The most poignant scene in the aftermath of the British General Election was defeated Labour leader Ed Milliband’s ‘victory’ speech at the declaration for his Doncaster constituency. True to custom, he used the opportunity to recognize the enormity of Labour’s defeat, and effectively conceded the election. But it was not the words of this left-wing, intellectual misfit’s eulogy that got me; it was the fact that behind him stood fellow candidate Nick the Flying Brick of the Official Monster Raving Loony Party. As Milliband all but resigned the leadership of his party, it was as if fate had decreed that Labour supporters look carefully into the eyes of the nutter at his rear, ready to step up to the plate and probably give the Labour party as much chance of election in 2020 as Red Ed had now. Although the Party Manifesto was centre-left, just about everybody – the ‘somebody-help-me’ areas of the North and their brother inner-cities that returned Labour MPs, and everywhere else that did not – seemed to believe that Milliband’s gang would not manage to keep their high-taxing, statist paws behind their backs.
It was King Solomon in Ecclesiastes, later echoed by The Byrds, who told us that there is a time for everything. Well, there was a time for statism. Had I been voting 100 years ago, I may well have voted for the Labour Party. The Liberal Government of the time had been the most radical government in history, bulldozing reforms for the benefit of the wider population in the pre-war years. But, by the time the Great War was over, its coalition with the Conservatives had (you’ve heard this one before) guaranteed its obliteration. The Labour Party was still embryonic immediately after the First World War, but it came fully into its own after the Second. When I did vote 30 years ago, I chose Social Democrat (ie Liberal Democrat in today’s sad terms). It was time for a change in the mix of the mixed economy, gradually working away from the statism of the post-war years. Had I been able to vote in the election this week, I would have voted Conservative. The country has changed beyond recognition.
The challenge of the 21st century is not the exploitation of labour by the owners of capital; it is the fast-approaching lack of need of labour by the owners of capital. The world needs new solutions to old and new problems (including the perennial wealth gap), all within the concept of a global economy. The tired old mantras cannot and, indeed, should not be allowed to persist. If anyone doubts this, they need only look at the Official Monster Raving Loony Syriza Government in Greece – a Greek Tragedy waiting to happen.
When the Greatest Generation came back from the Second World War, there was an urgent need for mass employment and the rebuilding of the country.
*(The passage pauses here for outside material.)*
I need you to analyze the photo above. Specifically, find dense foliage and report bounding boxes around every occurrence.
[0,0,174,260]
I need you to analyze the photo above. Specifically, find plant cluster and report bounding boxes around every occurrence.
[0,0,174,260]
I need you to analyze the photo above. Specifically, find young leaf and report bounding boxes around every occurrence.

The British Electorate, unswervingly grateful to Churchill for leading the nation to victory, brilliantly recognized the dichotomy between War and Peace, and promptly charged Clement Attlee’s Labour Party with the task. When, a generation later, Margaret Thatcher set about the necessary task of dismantling Attlee’s enterprise (albeit, IMHO, too fast), she was still able to refer to him admiringly as ‘all substance, and no show’.
Well, there were 13 years of Labour Social Democratic government under Blair and Brown. The election of Ed Milliband to lead the party in 2010 looked at the time to sane observers, not as an exorcising of the progress made in the previous two decades, but as the swan song of the, yet unburied, left on its way to a waiting grave. It almost guaranteed a decade-long Tory stewardship. I, for one, never feared that the British electorate would be stupid enough to send Milliband to Downing Street. It wasn’t. The leadership election in the coming months will probably decide whether it is only a decade. Let’s just hope that in 2020, the leader of Her Majesty’s Loyal Opposition is not an Official Monster Raving Loony Party doppelgänger.